A preocupação dos empresários têm sido com os afastamentos e também os dias de atestado. "Por precaução, os médicos estão dando afastamento mesmo quando é uma suspeita e às vezes pode ser uma gripe, resfriado ou alergia, e geralmente é por 15 dias", descreve Roberto Oshiro. Na maioria dos casos, que chegam ao conhecimento da Associação, os funcionários tiveram o resultado negativo, um alívio para a saúde, mas visto com outros olhos pelo aspecto econômico.
"Ficam afastados por esse período e a maioria dos casos não é covid, e acaba dando um prejuízo considerável ainda mais nessa época do ano, quando o movimento aumenta", diz.

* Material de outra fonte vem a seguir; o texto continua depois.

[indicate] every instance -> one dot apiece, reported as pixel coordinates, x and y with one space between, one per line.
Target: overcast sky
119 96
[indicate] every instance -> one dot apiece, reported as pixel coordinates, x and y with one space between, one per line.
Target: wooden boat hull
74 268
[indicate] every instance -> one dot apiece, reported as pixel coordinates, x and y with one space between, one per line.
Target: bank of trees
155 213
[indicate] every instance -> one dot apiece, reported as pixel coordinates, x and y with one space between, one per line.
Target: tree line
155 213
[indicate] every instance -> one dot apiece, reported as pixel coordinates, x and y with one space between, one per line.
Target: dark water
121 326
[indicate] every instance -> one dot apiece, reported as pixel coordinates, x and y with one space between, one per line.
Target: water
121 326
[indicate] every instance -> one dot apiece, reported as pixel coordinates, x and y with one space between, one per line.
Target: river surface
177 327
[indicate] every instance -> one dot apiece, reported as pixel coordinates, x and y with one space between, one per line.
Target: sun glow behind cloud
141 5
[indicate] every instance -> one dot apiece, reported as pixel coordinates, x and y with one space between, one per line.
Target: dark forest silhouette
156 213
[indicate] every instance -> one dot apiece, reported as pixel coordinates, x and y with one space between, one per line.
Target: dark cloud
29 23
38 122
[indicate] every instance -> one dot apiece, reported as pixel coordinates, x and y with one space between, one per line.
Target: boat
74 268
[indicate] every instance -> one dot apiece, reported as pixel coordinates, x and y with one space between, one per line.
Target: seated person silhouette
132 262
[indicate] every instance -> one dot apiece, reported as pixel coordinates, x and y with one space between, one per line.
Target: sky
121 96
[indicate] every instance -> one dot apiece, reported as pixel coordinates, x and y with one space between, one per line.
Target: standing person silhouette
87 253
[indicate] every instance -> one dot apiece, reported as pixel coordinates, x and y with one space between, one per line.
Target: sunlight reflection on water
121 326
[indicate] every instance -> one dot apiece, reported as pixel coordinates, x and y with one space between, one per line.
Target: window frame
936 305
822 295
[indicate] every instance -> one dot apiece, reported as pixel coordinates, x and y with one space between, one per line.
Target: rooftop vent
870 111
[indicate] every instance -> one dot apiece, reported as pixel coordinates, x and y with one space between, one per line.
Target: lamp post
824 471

Para a Associação Comercial, deveria haver critérios mais assertivos, além de reforço na oferta de testes. "Países como a Coreia, onde se tem testagem em massa para saber exatamente quem já pegou, quem foi assintomático e imunidade. Nada disso foi feito no Brasil e poderia ajudar neste sentido até para se ter um controle melhor tanto da doença como dos afastamentos".
Sobre os atestados, Roberto Oshiro afirma que é difícil julgar quando pode ser suspeita ou apenas receio. "Está todo mundo muito preocupado com essa doença, eu mesmo tive suspeita e a primeira coisa a fazer foi me afastar, você precisa tentar proteger você e o próximo. Estamos vivendo uma situação atípica, mesmo que esteja gerando esse impacto, é preciso ter cautela, até para se evitar a contaminação no próprio ambiente da empresa", aponta.